If the ultimate goal of this type of communication training is to advance patient care, early adopters of medical improv are poised to see good results. Research has shown that such training can enhance physician-patient communication, and thus improve diagnostic accuracy, patients’ adherence to treatment, and overall patient satisfaction. Furthermore, improved communication with patients can reduce physicians’ job-related stress, burnout, and litigation risk.  

The goal of medical improv, of course, hasn’t been to train medical professionals to be performers or to be funny with patients—at least not yet. Still, improv’s fundamental principles—honesty and spontaneity, to name two—can naturally produce humor. And, as one improv-trained physician has pointed out, “there is no shortage of literature on the role of humor in healing.”   
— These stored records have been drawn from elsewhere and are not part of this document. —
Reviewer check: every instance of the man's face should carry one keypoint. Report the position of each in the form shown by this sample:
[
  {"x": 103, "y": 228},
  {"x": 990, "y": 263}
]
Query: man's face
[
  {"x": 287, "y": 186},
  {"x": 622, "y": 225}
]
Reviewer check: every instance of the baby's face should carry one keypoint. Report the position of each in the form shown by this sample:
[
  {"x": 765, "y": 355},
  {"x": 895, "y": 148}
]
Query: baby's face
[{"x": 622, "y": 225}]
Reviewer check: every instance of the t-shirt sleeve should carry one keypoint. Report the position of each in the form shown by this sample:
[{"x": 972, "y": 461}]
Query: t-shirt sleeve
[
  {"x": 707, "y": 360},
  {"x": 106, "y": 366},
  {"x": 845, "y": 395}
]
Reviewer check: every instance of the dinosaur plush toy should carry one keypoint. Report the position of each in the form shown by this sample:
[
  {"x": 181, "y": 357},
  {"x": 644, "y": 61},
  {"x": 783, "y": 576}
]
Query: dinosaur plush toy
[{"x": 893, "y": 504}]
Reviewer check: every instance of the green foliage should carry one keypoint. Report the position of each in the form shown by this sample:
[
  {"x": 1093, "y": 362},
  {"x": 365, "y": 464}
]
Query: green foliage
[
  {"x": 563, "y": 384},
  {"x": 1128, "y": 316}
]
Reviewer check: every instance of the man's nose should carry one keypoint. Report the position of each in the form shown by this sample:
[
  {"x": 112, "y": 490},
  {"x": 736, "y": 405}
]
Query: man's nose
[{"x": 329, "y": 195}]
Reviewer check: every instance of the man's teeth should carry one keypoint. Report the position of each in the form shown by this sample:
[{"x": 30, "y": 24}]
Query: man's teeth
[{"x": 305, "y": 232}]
That I went “off-script” that early morning in the ER wasn’t by chance. From the moment I met that patient in chronic pain, I sought to understand what he wanted and didn’t want—another visit to the hospital and still no relief. I wasn’t only recording his answers, but also his emotions, expressions, and mannerisms. With all this in mind, I spoke extempore and was rewarded with a smile and a willingness to proceed. Our conversation instantly went from combative to collaborative.  

Improvisation may not be without risk, but interpersonal skills cannot be summed up by a formula. Medical educators are starting to adopt novel techniques aimed at teaching students how to approach situations and people, rather than what specifically to say or do. A new priority is arising—to inject the person back into interpersonal—whether at 2 a.m. in the ER, or in daily life.